The company’s brands have already seen growth with this renewed focus. Its Hazy Wonder moved from the No. 7 hazy IPA to No. 4 from March to July of this year. In the same time, its Maximus high octane IPA moved from No. 5 to No. 3 in the subsegment following a rebrand and recipe tweak.
“It was certainly something that we were on pins and needles to do because it is a big departure,” Guzman said of the portfolio cuts. “Instead of coming out with 30 new products a year, we are doubling down on fewer, bigger and better and [Disorderly TeaHouse] is a result of that strategy.”
The move has been in the works since 2019, following the appointment of Dennis Peek as CEO.

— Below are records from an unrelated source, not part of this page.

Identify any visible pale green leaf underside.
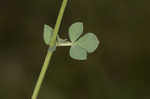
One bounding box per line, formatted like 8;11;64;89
70;45;87;60
69;22;83;42
43;24;53;45
76;33;99;53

Pandemic-related industry changes also helped accelerate the process. A focus on fewer products allowed Lagunitas to avoid out-of-stocks as consumers were driven to off-premise outlets, Guzman said.
“We’re really proud of our supply chain continuity that we’ve been able to provide our distributors and our retailers by skinny-ing down the portfolio and focusing on these products,” she added.
IPNA Gets $2 Million Marketing Investment in Year 2
Lagunitas’ non-alcoholic offerings continue to grow. Its IPNA — which launched last December — is the second best-selling NA craft brand, and was ranked the fifth best NA beer by Men’s Health. Along with retail activation plans, Guzman said the company is investing $2 million in media marketing for IPNA in its sophomore year.
Lagunitas’ Hoppy Refresher, a NA sparkling hop water, doubled its sales in 2020, and is on track to double again in 2021, according to Amaral.
“It just shows what a categorical shift is happening here,” Guzman said.
“For us, this is not just a Q1, everyone’s going dry for January,” she continued. “For 2022, it’s a year-round IPNA focus.”